On 01-25-98 Frank Masingill wrote to Day Brown...
FM> DB> From time to time, I catch them at anomaly. Like a 19th century
FM> farm
FM> DB> scene with horse drawn wagons- hauling baled hay. Haybales did
FM> not show
FM> DB> up on the farm I was born on till the 1950's. before that, we
FM> usta put
FM> DB> the hay up loose. I don't think I ever saw a baler that was made
FM> before
FM> DB> 1940.
FM>
FM> Day, I saw this and did a sort of double-take. The wife and I are
FM> both 77
FM> years old so I carefully checked with her about hay-balers. In our
FM> parts of
FM> the country (North and Central Louisiana) baling hay with wire was
FM> quite
FM> common in the 1930s and I believe in the 1920s as well. I was
FM> surprised that
FM> I couldn't readily find sources in my own library (not heavily seeded
FM> with
FM> economic or scientific history) to indicate when various farm machines
FM> were
FM> first in existence but did note that McCormack was making some
FM> machines prior to the Civil War.
More anomalies; what can i say? Although, I might point out, the
*need* for hay in Minnesota was several orders of magnitude higher
than that of Louisianna, where pastures are green all year.
Now, that I recall, the piece was a PBS drama about a midwife in
the early years of the 19th, about the time McCormick was born.
I did see a horse drawn baler once, and it did not see much use;
it took at least three belgians to draw it. They did not gain in
use til a whole series of elements was in place. Before them, I
saw most farm profit in grains sold into the Chicago market.

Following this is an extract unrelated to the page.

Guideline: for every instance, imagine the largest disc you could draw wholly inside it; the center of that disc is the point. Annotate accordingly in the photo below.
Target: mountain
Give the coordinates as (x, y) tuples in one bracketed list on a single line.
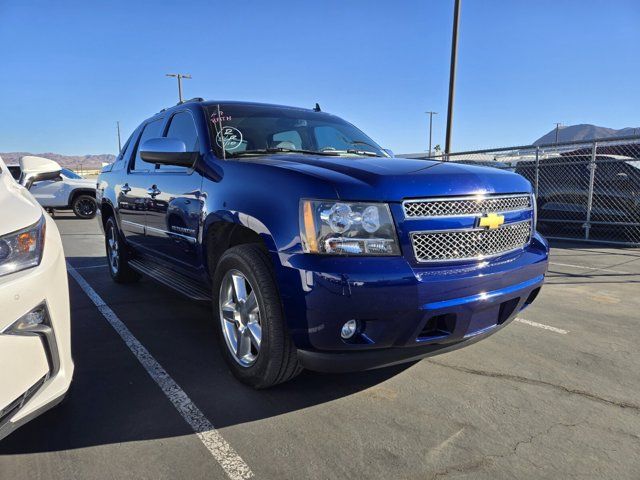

But as refer trucks came into use, lots of farms got into milk,
and that meant more cows, more hay, and more hay storage in the
barn. Replacing the horses with tractors meant that hay for the
belgians could now be fed to dairy stock, and the tractors could
run the balers better anyway, and the bales packed more hay in a
loft than would naturally pack in a stack.